Sentada no chão diante da mala aberta, digo, meio chorando:

– Mãe, não sei se quero mais ir…

Eu espero que aquilo comece uma conversa com uma figura maternal que me ouviria e aconselharia, mas ela começa a falar de outras coisas, menciona a menina e se demonstra ressentida com algo que fiz e ela sim começa a ficar chorosa e aquilo me dá raiva.

– O quê, você ficou ressentida por causa dessa besteira?eu digo.
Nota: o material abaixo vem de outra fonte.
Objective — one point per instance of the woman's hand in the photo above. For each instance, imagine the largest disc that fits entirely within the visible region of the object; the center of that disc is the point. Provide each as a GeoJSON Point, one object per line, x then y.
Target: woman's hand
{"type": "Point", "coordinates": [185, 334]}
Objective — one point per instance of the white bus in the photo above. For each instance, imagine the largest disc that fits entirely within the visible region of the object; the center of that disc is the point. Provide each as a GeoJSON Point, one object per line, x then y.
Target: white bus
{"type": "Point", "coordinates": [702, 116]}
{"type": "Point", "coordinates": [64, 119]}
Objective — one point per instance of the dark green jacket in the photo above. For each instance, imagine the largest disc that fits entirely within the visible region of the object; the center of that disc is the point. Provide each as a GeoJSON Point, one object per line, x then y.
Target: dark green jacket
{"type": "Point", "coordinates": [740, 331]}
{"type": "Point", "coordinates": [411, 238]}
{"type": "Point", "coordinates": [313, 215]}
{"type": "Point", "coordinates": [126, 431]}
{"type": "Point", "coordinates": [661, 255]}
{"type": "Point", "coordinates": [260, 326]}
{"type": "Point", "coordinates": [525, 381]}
Ela responde que sim e percebo que ela é que espera ser consolada e amparada por mim e mais, ela se transformou numa menina de uns 13 anos meio frágil e franzina e percebo que é o que ela é, uma criança que precisa do meu apoio e não o contrário.

Então volto a pensar na viagem. 4 anos fora numa terra distante do qual não sei picas da língua e me conhecendo, sei que não vou aprender, pois não me interesso por línguas. Fazendo uma faculdade, um curso de sei lá o quê, pelo qual terei que minimamente me interessar, senão irá virar outro tormento, não serei aprovada nos testes e isso por 4 anos, 4 anos.

– Não poderei mais fazer o seriado, penso com tristeza.

E no que acordei queria pular de alegria. Foi só um sonho, Não estou indo para a Rússia. Até me dá um certo alívio sonhar com algo que em nada reflete minhas preocupações atuais, pois significa que não são relevantes como parecem.